Single bacterial cells were deposited into 384-well plates containing 0.6 µL per well of TE buffer. Plates were stored at −80°C until further processing. Of the 384 wells, 315 were dedicated for single cells, 66 were used as negative controls (no droplet deposition) and 3 received 10 cells each (positive controls). The cells were lysed and their DNA was denatured using cold KOH43. Genomic DNA from the lysed cells was amplified using multiple displacement amplification (MDA)43,44 in 10 µL final volume. The MDA reactions contained 2 U/uL Repliphi polymerase (Epicentre), 1x reaction buffer (Epicentre), 0.4 mM each dNTP (Epicentre), 2 mM DTT (Epicentre), 50 mM phosphorylated random hexamers (IDT) and 1 µM SYTO-9 (Invitrogen) (all final concentration). The MDA reactions were run at 30°C for 12–16 h and then inactivated by 15 min incubation at 65°C. The amplified genomic DNA was stored at −80°C until further processing. We refer to the MDA products originating from individual cells as single amplified genomes (SAGs).

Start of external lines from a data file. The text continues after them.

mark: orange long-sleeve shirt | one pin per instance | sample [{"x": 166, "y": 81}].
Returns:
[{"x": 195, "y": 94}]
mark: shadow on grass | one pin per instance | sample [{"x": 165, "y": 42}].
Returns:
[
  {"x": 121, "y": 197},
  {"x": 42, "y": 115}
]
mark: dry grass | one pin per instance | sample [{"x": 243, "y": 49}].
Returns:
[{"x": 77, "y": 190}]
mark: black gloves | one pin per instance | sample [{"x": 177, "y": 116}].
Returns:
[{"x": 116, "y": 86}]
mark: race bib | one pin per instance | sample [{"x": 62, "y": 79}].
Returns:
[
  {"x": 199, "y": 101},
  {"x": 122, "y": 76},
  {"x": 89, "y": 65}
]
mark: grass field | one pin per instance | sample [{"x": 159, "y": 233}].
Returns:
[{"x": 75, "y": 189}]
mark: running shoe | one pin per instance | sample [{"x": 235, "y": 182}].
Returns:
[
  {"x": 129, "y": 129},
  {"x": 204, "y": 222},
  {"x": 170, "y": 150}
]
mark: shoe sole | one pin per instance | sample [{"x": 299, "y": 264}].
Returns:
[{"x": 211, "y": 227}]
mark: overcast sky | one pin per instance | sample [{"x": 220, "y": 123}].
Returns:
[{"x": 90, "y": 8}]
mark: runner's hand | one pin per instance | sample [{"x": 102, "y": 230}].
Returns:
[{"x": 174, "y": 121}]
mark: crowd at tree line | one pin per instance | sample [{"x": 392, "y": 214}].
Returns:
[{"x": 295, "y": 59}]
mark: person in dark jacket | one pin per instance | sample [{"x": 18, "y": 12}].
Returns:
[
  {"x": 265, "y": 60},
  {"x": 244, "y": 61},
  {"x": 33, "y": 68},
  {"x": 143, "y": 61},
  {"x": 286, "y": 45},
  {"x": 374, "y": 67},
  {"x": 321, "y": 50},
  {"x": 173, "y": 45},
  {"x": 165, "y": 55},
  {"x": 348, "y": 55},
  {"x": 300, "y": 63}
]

The instruments and the reagents were decontaminated for DNA prior to sorting and MDA setup, as previously described45. High molecular weight DNA contaminants in all MDA reagents were cross-linked by a UV treatment in a Stratalinker (Stratagene). An empirical optimization of the UV exposure was performed to remove all detectable contaminants without inactivating the reaction. Cell sorting and MDA setup were performed in a HEPA-filtered environment. As a quality control, the kinetics of all MDA reactions was monitored by measuring the SYTO-9 fluorescence using FLUOstar Omega (BMG). The critical point (Cp) was determined for each MDA reaction as the time required to produce half of the maximal fluorescence. The Cp is inversely correlated to the amount of DNA template46. The Cp values were significantly lower in 1-cell wells compared to 0-cell wells (p<0.05; Wilcoxon Two Sample Test) in each well. The MDA products were diluted 50-fold in sterile TE buffer. Then 0.5 µL aliquots of the dilute MDA products served as templates in 5 µL real-time PCR screens targeting the SSU rRNA gene using bacterial primers 27F47 and 907R48 and archaeal primers Arch_344 and Arch_915R48. Forward (5′−GTAAAACGACGGCCAGT−3′) or reverse (5′−CAGGAAACAGCTATGACC−3′) M13 sequencing primer was appended to the 5′ end of each PCR primer to aid direct sequencing of the PCR products. All PCRs were performed using LightCycler 480 SYBR Green I Master mix (Roche) in a LightCycler® 480 II real time thermal cycler (Roche). The real-time PCR kinetics and the amplicon melting curves served as proxies detecting successful SAG target gene amplification. New, 20 µL PCR reactions were set up for the PCR-positive SAGs and the amplicons were sequenced from both ends using M13 targets and Sanger technology by Beckman Coulter Genomics. To obtain sufficient quantity of genomic DNA for shotgun sequencing, the original MDA products of the SAG AAA188-G17 were re-amplified using similar MDA conditions as above: four, replicate 150 µL reactions were performed and then pooled together, resulting in 414 µg/ng genomic dsDNA. Single cell sorting, whole genome amplification and PCR were performed at the Bigelow Laboratory Single Cell Genomics Center ( Our previous studies and other recent publications using our single cell sequencing technique demonstrate the reliability of our methodology with high purity of single cell MDA products45,49,50,51,52,53,54,55.

Sequence data have been deposited in the INSDC Sequence Read Archive under the accession SRP007685. The Whole Genome Shotgun project has been deposited at DDBJ/EMBL/GenBank under the accession AGNT00000000. The version described in this paper is the first version, AGNT01000000.